Bunny Burson returns to St. Louis with new work celebrating family, art and faith

Bunny+Burson+returns+to+St.+Louis+with+new+work+celebrating+family%2C+art+and+faith

Jordan Palmer, Chief Digital Content Officer

Printmaker and artist Bunny Burson may now call Colorado home, but she’s come back to St. Louis for her newest art opening this weekend at the Bruno David Gallery in Clayton. This is her sixth solo exhibition with the gallery and is the latest chapter in her journey of family, art and faith.

History in the attic

In 2009, while rummaging through her mother Helga’s attic, Burson found dozens of letters her grandparents Leo and Malka Rabinowitsch wrote to their daughter. They sent Helga and her brother Axel to America on the day Kristallnacht began, Nov. 9, 1938. Leo and Malka wrote the letters between the years 1939 to 1941 as they tried to escape first from Germany and then from Latvia. They would never make it out of Europe.

“My mother could never speak of them,” Burson said.

But Burson would soon speak for them.

Bunny Burson

For Burson, 74, who earned a BFA in printmaking from Memphis College of Art and an MFA in printmaking and drawing from Washington University, the letters spurred interest in exploring her family’s past. In 2010, Burson’s daughter Clare went to Latvia to continue researching the family history and she wanted her mother to accompany her.

That journey and her mother’s letters became the basis of Burson’s 2012 exhibition “Hidden in Plain Sight.”

Every piece in the show had a reason for being here, either aesthetically or in terms of narrative.

“One of the first pieces I created which features oversized handwriting in different colors that’s layered over excerpts from the letters,” said Burson. “I wrote in my grandparent’s script and felt like I could make the marks with their hands. My grandmother wrote in correct, very proper German but my grandfather’s writing wasn’t as good.”

The exhibit paid tribute to these letters and was her way of coming to terms with the past.

“My work gave me not only the opportunity to explore Holocaust history in a very personal way, but also a deeper understanding and appreciation of my Judaism.”

everything that was…still is

After “Hidden in Plain Sight,” Burson wanted to express the connectivity of her maternal grandparents to unlikely future generations. She began to explore her heritage through popular sites like Ancestry.

“But it was an evocative depiction of the genome of the zika mosquito in The New York Times that caught my attention,” said Burson. “The link between our generations could be expressed using my genome as an art form. After this realization, I had my own genome sequenced thanks to the McDonnell Genome Center at Washington University.”

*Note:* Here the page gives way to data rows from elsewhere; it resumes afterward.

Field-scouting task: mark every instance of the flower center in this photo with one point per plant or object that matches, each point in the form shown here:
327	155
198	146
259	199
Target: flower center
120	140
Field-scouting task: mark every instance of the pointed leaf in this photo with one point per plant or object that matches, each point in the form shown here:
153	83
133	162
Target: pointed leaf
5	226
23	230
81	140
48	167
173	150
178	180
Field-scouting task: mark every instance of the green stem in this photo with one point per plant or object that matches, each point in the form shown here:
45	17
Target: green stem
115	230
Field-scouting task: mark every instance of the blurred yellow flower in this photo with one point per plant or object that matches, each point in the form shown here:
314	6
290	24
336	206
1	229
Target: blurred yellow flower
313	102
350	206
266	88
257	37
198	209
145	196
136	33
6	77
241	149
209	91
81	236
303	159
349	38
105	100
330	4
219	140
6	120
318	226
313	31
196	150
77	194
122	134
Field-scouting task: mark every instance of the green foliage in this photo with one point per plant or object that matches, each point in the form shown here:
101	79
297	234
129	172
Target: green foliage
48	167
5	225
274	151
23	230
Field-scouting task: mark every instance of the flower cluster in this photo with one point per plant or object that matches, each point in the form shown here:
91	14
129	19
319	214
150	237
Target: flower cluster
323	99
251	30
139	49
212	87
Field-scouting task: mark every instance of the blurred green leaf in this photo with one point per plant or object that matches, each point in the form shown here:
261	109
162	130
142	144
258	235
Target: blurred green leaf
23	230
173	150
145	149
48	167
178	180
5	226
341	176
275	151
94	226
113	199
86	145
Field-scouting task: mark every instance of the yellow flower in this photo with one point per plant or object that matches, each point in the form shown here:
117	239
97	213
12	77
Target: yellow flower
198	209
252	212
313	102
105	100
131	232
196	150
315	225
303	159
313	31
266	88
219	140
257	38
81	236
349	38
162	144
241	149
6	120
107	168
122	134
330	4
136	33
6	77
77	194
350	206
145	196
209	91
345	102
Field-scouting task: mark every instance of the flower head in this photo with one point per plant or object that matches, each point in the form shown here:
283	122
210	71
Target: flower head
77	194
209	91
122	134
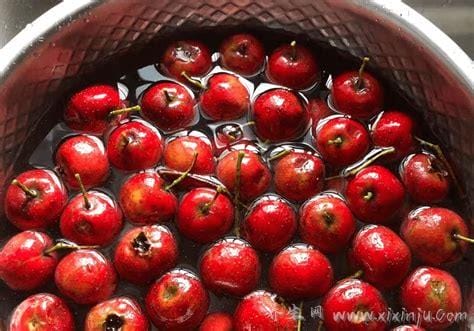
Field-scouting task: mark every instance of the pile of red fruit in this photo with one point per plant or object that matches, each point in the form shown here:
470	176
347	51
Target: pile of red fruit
337	192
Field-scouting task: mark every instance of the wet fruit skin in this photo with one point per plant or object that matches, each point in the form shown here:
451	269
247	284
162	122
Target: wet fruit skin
261	310
42	211
300	272
431	290
375	195
42	312
270	224
408	328
361	103
429	234
86	277
190	56
97	225
292	66
255	176
425	179
298	176
224	98
242	53
230	267
144	200
177	301
356	297
381	255
84	155
23	264
326	223
123	313
145	253
168	105
279	115
342	141
134	145
179	154
217	322
203	220
88	109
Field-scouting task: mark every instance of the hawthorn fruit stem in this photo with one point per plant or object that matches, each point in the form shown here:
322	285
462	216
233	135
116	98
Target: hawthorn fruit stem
439	153
238	173
207	206
116	112
383	151
458	236
279	155
183	175
195	82
368	196
87	203
353	171
31	193
337	141
293	50
359	83
66	244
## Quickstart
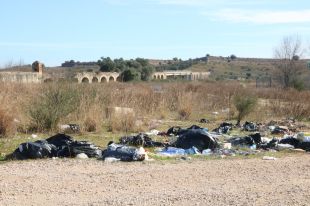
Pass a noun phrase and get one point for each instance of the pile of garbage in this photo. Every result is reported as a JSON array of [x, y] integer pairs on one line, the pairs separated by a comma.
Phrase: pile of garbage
[[60, 145], [194, 140]]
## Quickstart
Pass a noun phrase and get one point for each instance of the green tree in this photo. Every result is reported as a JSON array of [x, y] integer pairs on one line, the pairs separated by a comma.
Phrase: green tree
[[288, 66], [130, 74], [106, 64]]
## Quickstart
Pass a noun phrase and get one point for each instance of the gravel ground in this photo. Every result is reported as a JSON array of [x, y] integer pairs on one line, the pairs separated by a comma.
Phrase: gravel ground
[[285, 181]]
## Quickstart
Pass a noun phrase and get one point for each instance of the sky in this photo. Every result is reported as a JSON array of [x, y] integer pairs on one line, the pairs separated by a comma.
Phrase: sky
[[54, 31]]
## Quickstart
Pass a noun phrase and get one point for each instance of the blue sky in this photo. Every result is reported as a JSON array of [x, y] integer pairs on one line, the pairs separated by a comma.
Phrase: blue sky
[[54, 31]]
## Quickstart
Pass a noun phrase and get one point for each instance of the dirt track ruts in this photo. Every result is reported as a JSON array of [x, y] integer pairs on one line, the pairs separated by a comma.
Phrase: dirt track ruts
[[285, 181]]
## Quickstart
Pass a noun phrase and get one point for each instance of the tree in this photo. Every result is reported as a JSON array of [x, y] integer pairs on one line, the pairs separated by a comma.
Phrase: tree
[[288, 54], [130, 75], [106, 64], [146, 73]]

Burson’s newest exhibition “everything that was…still is” opens Sept. 10 and runs through Oct. 22. The show combines her art with science and her decades-long exploration of her family history

“Because I knew so little about my family, there had always been a void. So finding the letters in 2009 sent me on this journey to find and connect with what was and still is my personal history, through analog and digital imagery,” said Burson. “This is a metaphor for the history I had been searching to find. It’s also a metaphor for all of our histories as we all share 99.9% of our genetic structure.”

For this show, Burson connected with the Ellison Institute for Transformative Medicine in Los Angeles.

“Since I am drawn to process, I wanted to experiment with different materials to express these forms, which I was able to see firsthand in their lab. I was commissioned by a friend of the Ellison Institute to create four large woodcuts with 3D chromosomes to be donated to the Institute when it opened on the USC campus.”

As Burson’s art leaned into honoring her mother in “Hidden in Plain Sight,” this exhibit gives her father his proper due. In several pieces, Burson uses German book pages from her father’s schoolbooks.

“To re-discover and alter these books was meaningful, as reading was an important part of growing up in our family. The fragile, faded book pages in German became the perfect platform for high-tech 3D chromosomes connecting me to previous generations,” said Burson.

 

The Bruno David Gallery is located at 7513 Forsyth Boulevard in Clayton, Missouri.